The Swisslog automated warehouse consists of three aisles, six racks high, supplied by three cranes. The shuttle carts can load and unload on both sides of the racking, and the warehouse accommodates incoming ingredient supplies, product-in-process and finished products. “We have automated storage at all our factories,” Jean-Sébastien Leclerc explained, noting that the Quebec plant’s system with its four cranes and 12 rack levels is three times larger than the Kingsport installation.

The plant includes a wash area for implements and mobile equipment. All totes are steam-cleaned before being returned to the vendors.

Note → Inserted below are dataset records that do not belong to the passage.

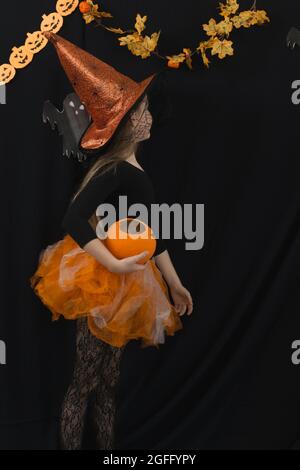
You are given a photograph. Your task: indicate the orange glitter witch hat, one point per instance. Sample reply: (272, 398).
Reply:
(107, 94)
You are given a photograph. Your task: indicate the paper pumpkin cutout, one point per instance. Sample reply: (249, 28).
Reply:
(7, 73)
(35, 42)
(20, 57)
(66, 7)
(52, 22)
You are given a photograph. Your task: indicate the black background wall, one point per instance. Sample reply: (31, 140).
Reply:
(226, 381)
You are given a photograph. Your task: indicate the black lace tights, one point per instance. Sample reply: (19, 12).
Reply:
(95, 378)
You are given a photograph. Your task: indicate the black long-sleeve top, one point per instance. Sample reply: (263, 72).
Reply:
(124, 179)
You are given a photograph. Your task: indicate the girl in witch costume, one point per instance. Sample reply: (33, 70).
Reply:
(113, 300)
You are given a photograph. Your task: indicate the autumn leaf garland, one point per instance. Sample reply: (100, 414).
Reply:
(218, 32)
(140, 44)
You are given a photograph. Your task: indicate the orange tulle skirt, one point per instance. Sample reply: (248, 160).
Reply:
(119, 307)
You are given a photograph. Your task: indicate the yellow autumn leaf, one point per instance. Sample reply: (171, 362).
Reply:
(150, 43)
(229, 8)
(222, 48)
(224, 28)
(115, 30)
(139, 49)
(140, 23)
(188, 58)
(262, 17)
(179, 58)
(130, 38)
(211, 27)
(202, 48)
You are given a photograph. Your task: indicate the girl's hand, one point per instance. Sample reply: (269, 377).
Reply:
(129, 265)
(182, 299)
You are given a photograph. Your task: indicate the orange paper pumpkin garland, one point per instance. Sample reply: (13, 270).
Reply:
(23, 55)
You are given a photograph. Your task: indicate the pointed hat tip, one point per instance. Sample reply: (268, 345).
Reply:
(51, 36)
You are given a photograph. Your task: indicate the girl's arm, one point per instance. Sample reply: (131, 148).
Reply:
(98, 250)
(181, 297)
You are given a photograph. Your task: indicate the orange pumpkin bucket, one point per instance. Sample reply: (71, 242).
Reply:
(129, 237)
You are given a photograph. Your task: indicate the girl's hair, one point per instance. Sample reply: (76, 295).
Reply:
(121, 147)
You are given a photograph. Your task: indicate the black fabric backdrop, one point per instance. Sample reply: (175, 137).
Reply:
(226, 380)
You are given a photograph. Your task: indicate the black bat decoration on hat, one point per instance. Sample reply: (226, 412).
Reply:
(71, 123)
(293, 38)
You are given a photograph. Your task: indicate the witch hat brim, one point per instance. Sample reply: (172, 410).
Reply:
(108, 95)
(89, 142)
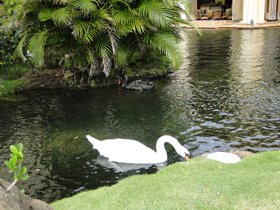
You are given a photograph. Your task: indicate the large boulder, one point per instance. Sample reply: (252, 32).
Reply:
(16, 200)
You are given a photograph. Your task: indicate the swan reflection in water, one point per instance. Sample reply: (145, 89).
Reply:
(125, 167)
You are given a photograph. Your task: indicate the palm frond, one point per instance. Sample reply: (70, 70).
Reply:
(124, 16)
(62, 2)
(156, 12)
(62, 16)
(18, 51)
(86, 5)
(103, 46)
(94, 66)
(139, 26)
(114, 3)
(45, 14)
(36, 47)
(106, 65)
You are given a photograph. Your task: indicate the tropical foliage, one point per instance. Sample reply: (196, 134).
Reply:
(97, 36)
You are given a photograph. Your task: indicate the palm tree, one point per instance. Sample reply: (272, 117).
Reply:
(98, 35)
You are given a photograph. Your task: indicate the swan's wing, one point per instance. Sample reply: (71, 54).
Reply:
(127, 151)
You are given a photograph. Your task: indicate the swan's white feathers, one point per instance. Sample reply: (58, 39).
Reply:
(125, 150)
(131, 151)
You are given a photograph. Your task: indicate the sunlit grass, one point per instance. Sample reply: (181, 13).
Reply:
(11, 79)
(200, 183)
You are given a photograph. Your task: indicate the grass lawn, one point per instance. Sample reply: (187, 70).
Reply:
(253, 183)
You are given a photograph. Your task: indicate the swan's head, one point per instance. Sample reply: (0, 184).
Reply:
(184, 153)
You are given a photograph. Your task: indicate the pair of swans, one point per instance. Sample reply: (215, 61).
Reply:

EAST AND/OR WEST. Leclerc Foods and its parent company Groupe Biscuits Leclerc sell products in more than 20 countries worldwide. “Our strategy is to take a territory approach, and we examine that on a yearly basis,” Denis Leclerc said. With Kingsport well launched, he is already thinking about where the next plant will be located. The United Kingdom is one option, but so is the West Coast.

Leclerc currently supplies the UK with GM-free products produced in Canada. The fruit-filled bars made at Kingsport have good potential for this market. “More Europeans visit North America than ever before, and they tend to view US products as trendy,” Denis Leclerc observed. “They are more ready to try different tastes, especially in the past five or six years. But I was also thinking that the Pacific Northwest has excellent opportunities for us.”

It’s been a good year for Leclerc Foods. “Our operations are doing well,” Denis Leclerc said. “We are on a good track.”